サヨナライツカ - 小梶勝男

◆中山美穂が12年ぶりに主演し、夫・辻仁成の原作で激しいラブシーンを演じた話題作。イ・ジェハン監督は単なる恋愛映画とせず、中山美穂を戦後日本が失った「夢」の象徴として描いているところがいい(80点)

 古いホテルには、「魔物」が棲み着くものだ。

 本作は恋愛映画に違いないが、どこかファンタジーのようにも思える。中山美穂が演じる主人公・沓子の存在が、余りに非現実的なのだ。バンコクのオリエンタルホテル(旧ザ・オリエンタル、バンコク)のスイートルームに住み続け、いつまでも男を待っている女。浮世離れしていて、すべて男の幻想ではないかと思えるほどだ。この幻想味こそ、本作の最大の魅力であり、監督のイ・ジェハンはじめ韓国の手練れのスタッフが、すべて中山美穂のために作り上げた仕掛けだ。12年ぶりの映画主演となる中山は、幻想のマジックの中で光り輝いている。

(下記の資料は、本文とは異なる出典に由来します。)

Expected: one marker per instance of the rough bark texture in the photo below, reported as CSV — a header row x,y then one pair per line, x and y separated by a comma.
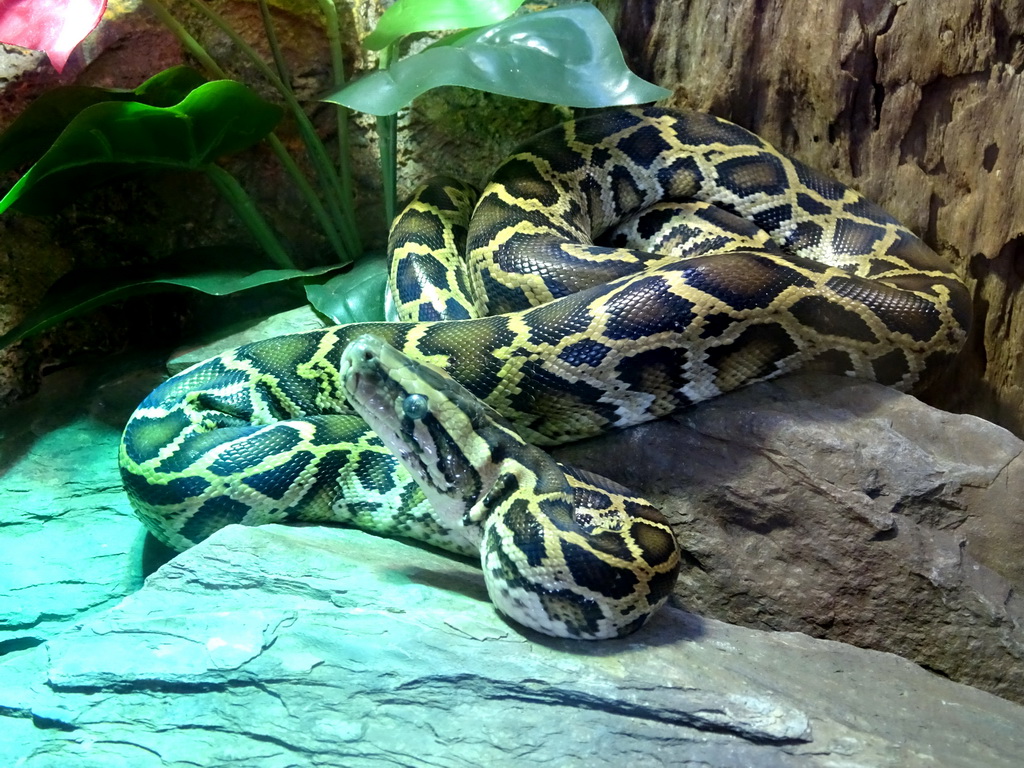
x,y
918,104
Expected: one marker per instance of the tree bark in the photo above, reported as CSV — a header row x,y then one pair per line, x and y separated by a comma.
x,y
916,103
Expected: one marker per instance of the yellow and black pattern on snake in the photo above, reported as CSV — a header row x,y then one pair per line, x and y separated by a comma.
x,y
264,433
563,552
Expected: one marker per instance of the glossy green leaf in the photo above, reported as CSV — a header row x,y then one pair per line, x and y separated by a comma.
x,y
78,292
565,55
170,86
32,133
354,296
410,16
116,137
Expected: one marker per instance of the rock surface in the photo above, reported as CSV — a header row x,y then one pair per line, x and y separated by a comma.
x,y
844,510
280,646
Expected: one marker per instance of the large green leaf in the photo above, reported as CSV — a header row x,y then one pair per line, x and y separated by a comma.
x,y
565,55
112,138
410,16
354,296
78,292
32,133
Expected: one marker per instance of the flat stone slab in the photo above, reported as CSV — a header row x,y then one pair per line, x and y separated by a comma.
x,y
283,646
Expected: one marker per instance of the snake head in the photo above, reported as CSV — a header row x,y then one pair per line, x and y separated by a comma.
x,y
428,421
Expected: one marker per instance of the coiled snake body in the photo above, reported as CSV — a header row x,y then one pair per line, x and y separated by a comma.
x,y
562,338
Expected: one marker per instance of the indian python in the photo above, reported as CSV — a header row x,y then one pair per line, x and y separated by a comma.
x,y
557,327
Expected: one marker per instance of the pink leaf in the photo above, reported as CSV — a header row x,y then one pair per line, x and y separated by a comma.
x,y
52,26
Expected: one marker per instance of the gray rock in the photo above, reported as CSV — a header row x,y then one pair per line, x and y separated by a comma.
x,y
70,544
280,646
843,510
307,646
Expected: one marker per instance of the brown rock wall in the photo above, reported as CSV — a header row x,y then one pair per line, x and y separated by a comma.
x,y
916,103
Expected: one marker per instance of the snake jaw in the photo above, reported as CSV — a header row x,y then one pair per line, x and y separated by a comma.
x,y
401,399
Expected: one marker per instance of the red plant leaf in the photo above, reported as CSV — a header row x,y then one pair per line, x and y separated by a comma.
x,y
51,26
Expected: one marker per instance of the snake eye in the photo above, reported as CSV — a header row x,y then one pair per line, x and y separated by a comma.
x,y
415,407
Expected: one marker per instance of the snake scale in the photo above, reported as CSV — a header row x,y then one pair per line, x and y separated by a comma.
x,y
580,304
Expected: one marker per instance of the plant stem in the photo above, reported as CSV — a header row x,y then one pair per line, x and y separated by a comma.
x,y
332,28
244,207
307,192
387,134
271,39
192,45
320,212
330,182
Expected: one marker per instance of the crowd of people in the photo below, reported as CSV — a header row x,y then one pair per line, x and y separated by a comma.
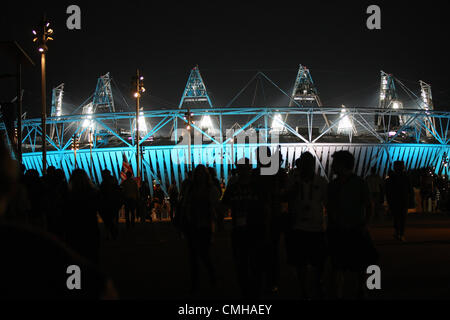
x,y
324,224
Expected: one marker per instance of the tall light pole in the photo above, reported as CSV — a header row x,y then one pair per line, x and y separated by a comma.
x,y
138,88
41,36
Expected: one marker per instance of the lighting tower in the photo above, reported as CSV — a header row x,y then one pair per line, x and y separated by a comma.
x,y
188,117
75,147
427,105
57,97
41,37
138,89
195,90
103,99
305,91
388,100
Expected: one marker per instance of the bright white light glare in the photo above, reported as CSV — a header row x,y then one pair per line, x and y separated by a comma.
x,y
88,123
345,124
277,123
142,123
206,122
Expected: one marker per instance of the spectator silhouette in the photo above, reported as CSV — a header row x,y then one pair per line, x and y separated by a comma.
x,y
376,190
400,196
349,208
173,199
110,203
199,216
158,200
242,198
306,243
272,187
56,194
130,194
82,232
34,263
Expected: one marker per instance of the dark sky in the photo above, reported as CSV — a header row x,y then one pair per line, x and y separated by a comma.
x,y
231,41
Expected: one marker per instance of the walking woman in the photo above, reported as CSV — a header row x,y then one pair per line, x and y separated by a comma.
x,y
198,223
82,232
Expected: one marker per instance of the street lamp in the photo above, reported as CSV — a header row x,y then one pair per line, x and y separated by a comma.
x,y
138,89
41,36
75,147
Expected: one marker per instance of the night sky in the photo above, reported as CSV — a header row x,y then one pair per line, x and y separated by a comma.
x,y
230,42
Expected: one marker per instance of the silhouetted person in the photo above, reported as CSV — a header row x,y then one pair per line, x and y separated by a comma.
x,y
272,181
130,194
426,190
36,195
219,209
199,216
400,196
306,240
242,198
82,231
158,200
110,203
376,190
56,194
349,209
173,199
144,194
34,263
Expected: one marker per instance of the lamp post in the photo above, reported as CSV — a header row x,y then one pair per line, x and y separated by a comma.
x,y
138,88
41,36
75,147
188,117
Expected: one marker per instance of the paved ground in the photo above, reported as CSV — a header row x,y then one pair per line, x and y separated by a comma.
x,y
150,262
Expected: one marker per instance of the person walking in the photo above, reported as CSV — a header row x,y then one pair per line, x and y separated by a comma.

 日本が高度成長期から安定成長に入った1975年。タイ・バンコクに赴任した航空会社のエリート社員・東垣内豊(西島秀俊)は、婚約者・光子(石田ゆり子)との結婚を控えているにもかかわらず、現地で出合った謎の女・沓子(中山美穂)と激しい恋に落ちる。沓子はオリエンタルホテルの「サマーセットモームスイート」で暮らし、高級レストランで食事をし、ブランド物を自由に買う。東垣内にも高級車をポンとプレゼントする。そして、過去をほとんど語ろうとしなかった。やがて結婚式の日が近づき、2人は別れた。それから25年後。航空会社の副社長にまで出世していた東垣内は、バンコクでの商談でオリエンタルホテルを訪れ、そこのスタッフとなっていた沓子と再会する。

 沓子は初対面で東垣内を気に入り、数日後には予告もなしに彼のアパートに押しかけ、黙っていきなりパンティを脱ぐ。そんなバカな、と思うような展開なのだが、中山美穂がこれまでのイメージを打ち破るような激しいラブシーンを演じていて、ここが見せ場となっている。裸が見えないギリギリの線で、かなり濃厚なエロチシズムを見せる。論理的に無理な展開をエロチシズムが突き破り、映画としての説得力を作り上げている。

 辻仁成の原作では、沓子は東垣内と別れてからはホテルに住んではいないし、過去も幾分は明かされている。ところが映画では、沓子とホテルの結びつきはもっと強い。余りに強すぎて、スイートルームがジョロウグモの巣に思えてくるほどだ。そして、彼女の過去はほとんど語られない。すべての背景を消し去って、ただ中山美穂とホテルだけを描くことで、中山は「夢の女」としての圧倒的な存在感を得ている。

 一方の東垣内については、原作にはない場面が付け加えられている。会社のチームで出場した野球の試合で、東垣内は監督のバントの指示を無視してホームランを打つ。現実的な策よりも、やりたいようにやる自由を選んだのだ。それが25年のサラリーマン生活で、次第に自由や夢を失い、ロック歌手を目指す息子から生き方を否定されるまでになる。

 東垣内にとって、25年後に再会した沓子は、自らが捨てた「夢」の象徴として現れ、そしてすぐに消えてしまう。大袈裟に言えばそれは、高度成長から安定成長へと移行した戦後日本のサラリーマンたちが失ってしまった「夢」の象徴でもある。女性の映画に見えて、本作は日本のサラリーマンたちの物語なのである。

 イ・ジェハン監督が、中山の生活感を出来る限り消し去ろうとしたのも、その象徴性をくっきりと際立たせたかったからだろう。中山はそれに応えて、謎の女を謎のまま、見事に演じきっている。25年の年月も違和感なく表現されていた。

 バンコクの美しい風景や、オリエンタルホテルの歴史ある佇まいも魅力的で、西島秀俊、その妻役の石田ゆり子も好演している。石田が演じる光子は原作ではひたすら貞淑な妻なのだが、映画では沓子と「対決」する場面もある。原作よりも懐が深く複雑な人物像となっている。

しかし、本作は本質的に、中山美穂のための映画だ。

 韓国映画らしいメリハリの付け方にところどころ違和感はあるものの、単なる不倫恋愛映画にしなかったところに、韓国スタッフたちの勢いと力量を感じた。